The goal, says Skjoldhammer, is for African companies to be instrumental in growing the local and pan-African market for African companies –- and thereby set up a virtuous cycle of stimulated economic growth throughout the continent.
“To achieve this aim, companies and stakeholders must identify their own ‘Team Africa’ to collaboratively participate in projects during the conceptual and design stages thereof. However, she points out, when it comes to the procurement criteria in the context of Team Africa, it is more a question of ‘dangling a carrot’ than ‘waving a stick’ as requirements to include local content often hamper the undertaking of new projects.
“The intra-African trade agreement is evidence that key stakeholders are already thinking and engaging along the lines of procurement in terms of a ‘Team Africa’ concept and mechanism. Furthermore, ACFTA’S current implementation means that pan-African countries will not pay tariffs when they trade with each other.”
There are still various logistical obstacles to working in African countries, such as moving equipment and fabricated structures across borders, dealing with customs ‘red tape’ and delays, and obtaining the necessary permits to work in-country.
However, the intra-African trade agreement is geared to address some of these challenges, such as improving inadequate transport infrastructure, and this could also help to get more projects off the ground.
Skjoldhammer explains: “Undertaking more projects on the continent will create and drive the core growth that in turn generates further growth. The use of the African supply chain for projects across Africa will open up an even deeper supply chain on the continent: from, for example, a local steel fabricator buying locally-rolled steel, to the support industries which specialise in galvanising, corrosion-protecting and painting that steel, and the range of businesses both up and-downstream in the supply chain which support the steel fabricator with telecommunications, IT, transport and a host of other items such as PPE (personal protective equipment) and stationery.”
She concedes that continent as a whole also still faces challenges such as corruption and – in certain countries – political instability which may hinder efforts to bolster the local supply chain.
“However, for ‘Team Africa’ to thrive, only a few African countries need to support the ‘Team Africa’ supply chain.

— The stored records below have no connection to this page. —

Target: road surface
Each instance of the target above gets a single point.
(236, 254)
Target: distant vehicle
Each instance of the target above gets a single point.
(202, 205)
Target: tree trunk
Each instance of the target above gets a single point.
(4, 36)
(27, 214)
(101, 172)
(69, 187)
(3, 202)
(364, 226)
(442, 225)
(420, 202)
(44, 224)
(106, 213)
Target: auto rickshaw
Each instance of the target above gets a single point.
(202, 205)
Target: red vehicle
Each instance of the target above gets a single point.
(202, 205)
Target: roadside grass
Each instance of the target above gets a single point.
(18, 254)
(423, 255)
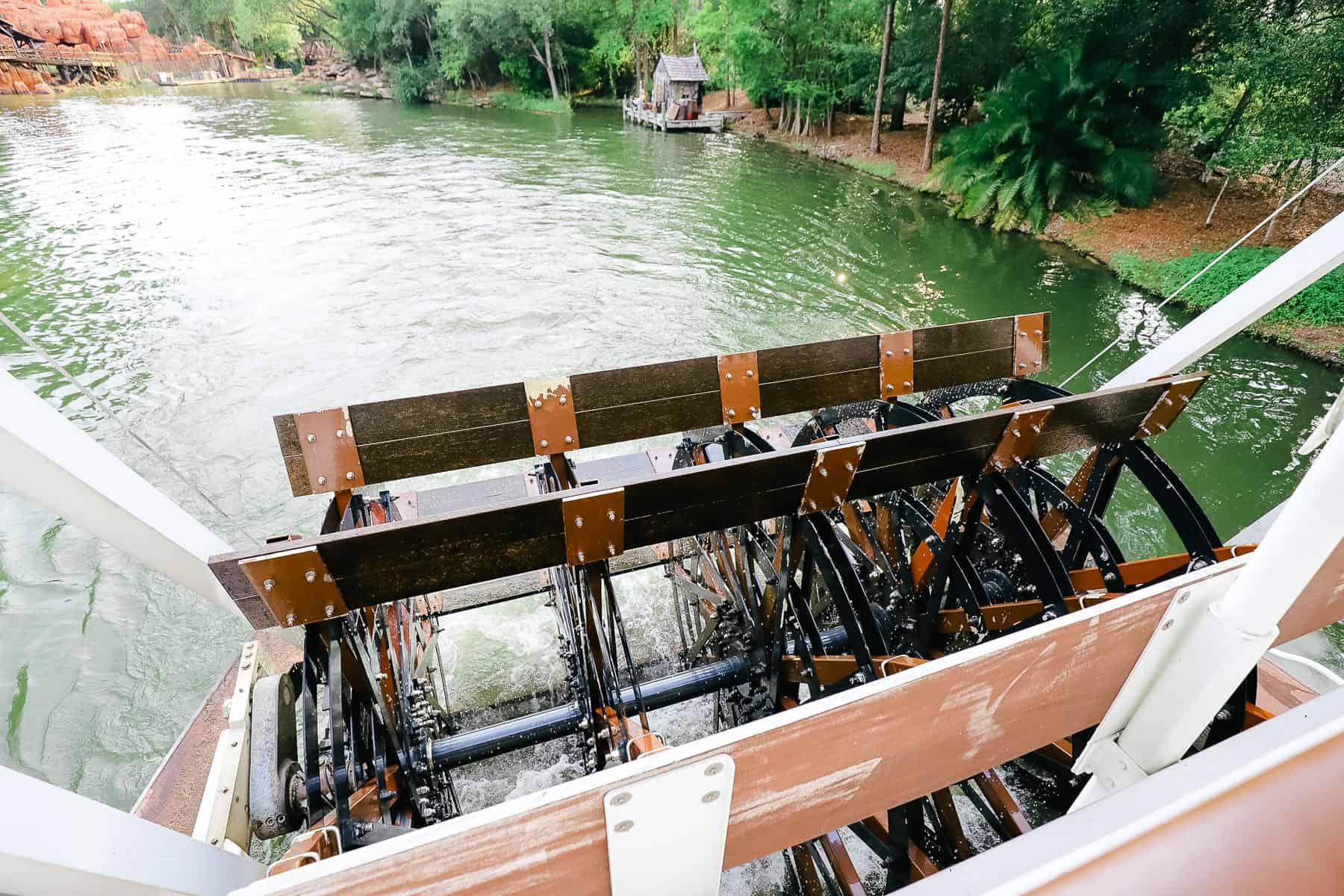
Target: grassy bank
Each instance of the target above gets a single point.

The rest will soon follow,” she asserts.
“The company that I lead recently formed a ‘Team Africa’ alliance with a steel supplier and processor, to supply a Zimbabwean gold mining operation with large steel tanks for a processing plant. This highly successful collaboration and synergistic project demonstrates that there is no limit to what a ‘Team Africa’ can do. The knowledge and experience in industry is such that we can deliver any project throughout the continent.

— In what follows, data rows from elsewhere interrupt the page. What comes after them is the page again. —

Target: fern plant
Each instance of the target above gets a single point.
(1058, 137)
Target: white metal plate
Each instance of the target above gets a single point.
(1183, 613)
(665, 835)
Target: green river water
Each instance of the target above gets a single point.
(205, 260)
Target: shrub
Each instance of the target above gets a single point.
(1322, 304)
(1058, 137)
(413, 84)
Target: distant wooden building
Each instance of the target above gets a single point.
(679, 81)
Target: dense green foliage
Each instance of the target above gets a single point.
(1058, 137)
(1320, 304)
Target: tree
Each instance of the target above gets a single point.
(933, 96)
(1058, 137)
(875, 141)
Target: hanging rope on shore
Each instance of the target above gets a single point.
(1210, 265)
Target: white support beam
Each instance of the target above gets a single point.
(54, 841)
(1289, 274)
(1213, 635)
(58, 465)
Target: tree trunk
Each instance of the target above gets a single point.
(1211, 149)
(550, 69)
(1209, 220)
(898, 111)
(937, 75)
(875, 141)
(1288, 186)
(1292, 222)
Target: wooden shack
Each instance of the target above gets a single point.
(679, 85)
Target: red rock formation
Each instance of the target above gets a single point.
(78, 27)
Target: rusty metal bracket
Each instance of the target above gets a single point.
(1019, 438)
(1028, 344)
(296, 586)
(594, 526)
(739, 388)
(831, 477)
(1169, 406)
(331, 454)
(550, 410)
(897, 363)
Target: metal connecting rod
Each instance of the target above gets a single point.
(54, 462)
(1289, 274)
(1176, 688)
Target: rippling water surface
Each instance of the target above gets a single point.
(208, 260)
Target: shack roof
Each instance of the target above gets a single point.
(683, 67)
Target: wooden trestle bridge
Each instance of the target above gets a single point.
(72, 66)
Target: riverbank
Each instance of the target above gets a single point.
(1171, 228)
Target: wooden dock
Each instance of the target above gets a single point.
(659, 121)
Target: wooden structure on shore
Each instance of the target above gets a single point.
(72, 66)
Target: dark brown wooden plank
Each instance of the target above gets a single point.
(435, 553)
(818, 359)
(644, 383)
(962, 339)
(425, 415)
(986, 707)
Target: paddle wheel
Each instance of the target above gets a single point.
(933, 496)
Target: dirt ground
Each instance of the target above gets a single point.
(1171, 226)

African companies and countries must take the long-term view of ‘sowing the seeds for the future’: supporting one another, combining their resources, skills and experience to realise this amazing and well-timed opportunity to transform our continent into an economic powerhouse,” Skjoldhammer concludes.
Betterect is a specialist in mild and stainless steel fabrication, steel erection and corrosion protection. Established in 1974, the company has extensive experience in fabricating and erecting all types of industrial and process equipment, steel structures, structural steel, hoppers, chutes, tanks, plant assemblies, pipe lines and material handling equipment. Services include detailing and shop drawings, steel fabrication, corrosion protection, erection (which includes structural, mechanical, platework and piping or ‘SMPP’ installations), refurbishments and spares.
Betterect has an enviable reputation within local and pan-African industry sectors, from mining to power generation and many more. The Betterect brand is synonymous with premium quality workmanship and professionalism, and with the provision of expertise in the supply of customised steel fabrication and erection locally and throughout Africa.